Food descriptions affect your food intake as well. Wansink described how researchers were able to help a cafeteria boost its business. Using creative terms that appeal to the senses, “seafood filet” and “chocolate cake” became “succulent Italian seafood filet,” and “Belgium black forest double chocolate cake” on the menu. People making selections from these more descriptive menus were overwhelmingly more enthusiastic about the food they received. Those making their selections from non-descriptive menus were mostly disappointed. Research shows that this common advertising technique, called descriptive labeling, not only attracts customers to selected menu items, but also causes them to eat more.
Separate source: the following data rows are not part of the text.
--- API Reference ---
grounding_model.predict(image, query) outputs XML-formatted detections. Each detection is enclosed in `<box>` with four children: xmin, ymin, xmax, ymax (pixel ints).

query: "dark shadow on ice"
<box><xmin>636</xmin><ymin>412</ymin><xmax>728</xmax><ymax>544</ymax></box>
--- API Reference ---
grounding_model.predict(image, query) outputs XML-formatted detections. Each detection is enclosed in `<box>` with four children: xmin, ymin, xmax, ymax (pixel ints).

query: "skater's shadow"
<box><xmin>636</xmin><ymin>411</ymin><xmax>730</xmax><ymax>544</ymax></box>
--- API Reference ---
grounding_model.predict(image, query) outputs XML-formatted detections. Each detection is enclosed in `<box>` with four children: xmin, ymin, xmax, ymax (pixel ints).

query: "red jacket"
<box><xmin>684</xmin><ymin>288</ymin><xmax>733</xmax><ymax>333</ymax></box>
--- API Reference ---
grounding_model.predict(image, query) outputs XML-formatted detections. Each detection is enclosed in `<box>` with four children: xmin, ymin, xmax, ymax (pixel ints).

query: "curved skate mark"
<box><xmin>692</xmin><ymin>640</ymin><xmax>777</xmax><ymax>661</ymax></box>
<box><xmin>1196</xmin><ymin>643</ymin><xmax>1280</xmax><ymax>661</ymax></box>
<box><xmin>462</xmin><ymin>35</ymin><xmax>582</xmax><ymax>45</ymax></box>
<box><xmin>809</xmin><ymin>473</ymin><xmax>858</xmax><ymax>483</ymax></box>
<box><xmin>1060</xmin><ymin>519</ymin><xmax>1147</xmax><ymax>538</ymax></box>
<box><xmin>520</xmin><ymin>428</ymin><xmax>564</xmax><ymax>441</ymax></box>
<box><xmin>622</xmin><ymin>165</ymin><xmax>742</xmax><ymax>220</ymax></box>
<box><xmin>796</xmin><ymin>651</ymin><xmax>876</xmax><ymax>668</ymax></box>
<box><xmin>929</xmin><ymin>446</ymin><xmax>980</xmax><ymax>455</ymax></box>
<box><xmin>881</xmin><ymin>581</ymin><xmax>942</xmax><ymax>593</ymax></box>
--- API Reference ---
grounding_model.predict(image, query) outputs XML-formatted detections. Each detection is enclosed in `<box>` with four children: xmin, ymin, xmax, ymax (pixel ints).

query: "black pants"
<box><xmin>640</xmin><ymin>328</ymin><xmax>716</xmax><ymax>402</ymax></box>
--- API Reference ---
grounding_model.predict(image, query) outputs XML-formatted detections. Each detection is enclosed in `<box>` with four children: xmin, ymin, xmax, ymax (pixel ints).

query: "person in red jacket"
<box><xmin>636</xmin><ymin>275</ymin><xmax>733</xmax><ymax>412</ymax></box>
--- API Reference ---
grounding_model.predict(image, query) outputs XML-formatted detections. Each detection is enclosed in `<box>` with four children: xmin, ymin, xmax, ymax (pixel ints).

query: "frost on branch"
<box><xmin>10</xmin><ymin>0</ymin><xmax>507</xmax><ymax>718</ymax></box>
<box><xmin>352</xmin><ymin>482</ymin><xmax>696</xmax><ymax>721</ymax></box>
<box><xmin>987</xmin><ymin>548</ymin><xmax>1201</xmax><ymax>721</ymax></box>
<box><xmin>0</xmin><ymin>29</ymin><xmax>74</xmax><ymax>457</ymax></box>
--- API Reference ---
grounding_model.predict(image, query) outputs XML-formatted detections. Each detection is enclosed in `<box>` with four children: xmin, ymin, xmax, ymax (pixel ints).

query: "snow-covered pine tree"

Losing track of how much you’re eating also leads you to eat more. In one study, students at a Super Bowl party in a restaurant were given free all-you-can-eat chicken wings. Plates were bused from some of the tables while bones were left to pile high on others. Those whose plates were not bused ate less. Participants from the bused tables seemed to have a harder time judging how much food they were eating. The researchers concluded that those people who saw reminders of what they were eating consumed less in the end. This conclusion was confirmed by another study showing that people wound up eating less candy when they saw their empty wrappers pile up as they ate.
Another interesting finding Wansink described is that healthier food doesn’t always lead to healthier eating. Most people know that olive oil is a healthier fat than butter, but it’s not healthier if you eat a lot more of it. Researchers gave a group of diners at an Italian restaurant either butter or olive oil with their bread. Those with the olive oil consumed an average of 16% more fat with each slice of bread. However, they did eat 19% less bread. Wansink stressed the importance of focusing not only on the targeted food but also on the companion foods. Think about eating a healthier meal rather than focusing on separate parts of the meal.
Eating healthy begins with what you buy in the first place. Wansink explained that we are highly influenced by quantities listed in signs. Our minds tend to anchor on the numbers that are suggested to us, and we then adjust our purchase from there. That’s why signs often list items like “3 for $3.00” rather than just saying “$1.00 each.” These signs can end up as much as doubling how much we buy, because we tend to focus only on what to buy when we go shopping, not how much to buy. If you bring home more food than you need, you’ll be tempted to eat more.
“By encouraging healthy, mindful eating, we can decrease obesity,” Wansink said. A keen awareness of all these hidden persuaders is an important step in controlling the amount and quality of food you eat.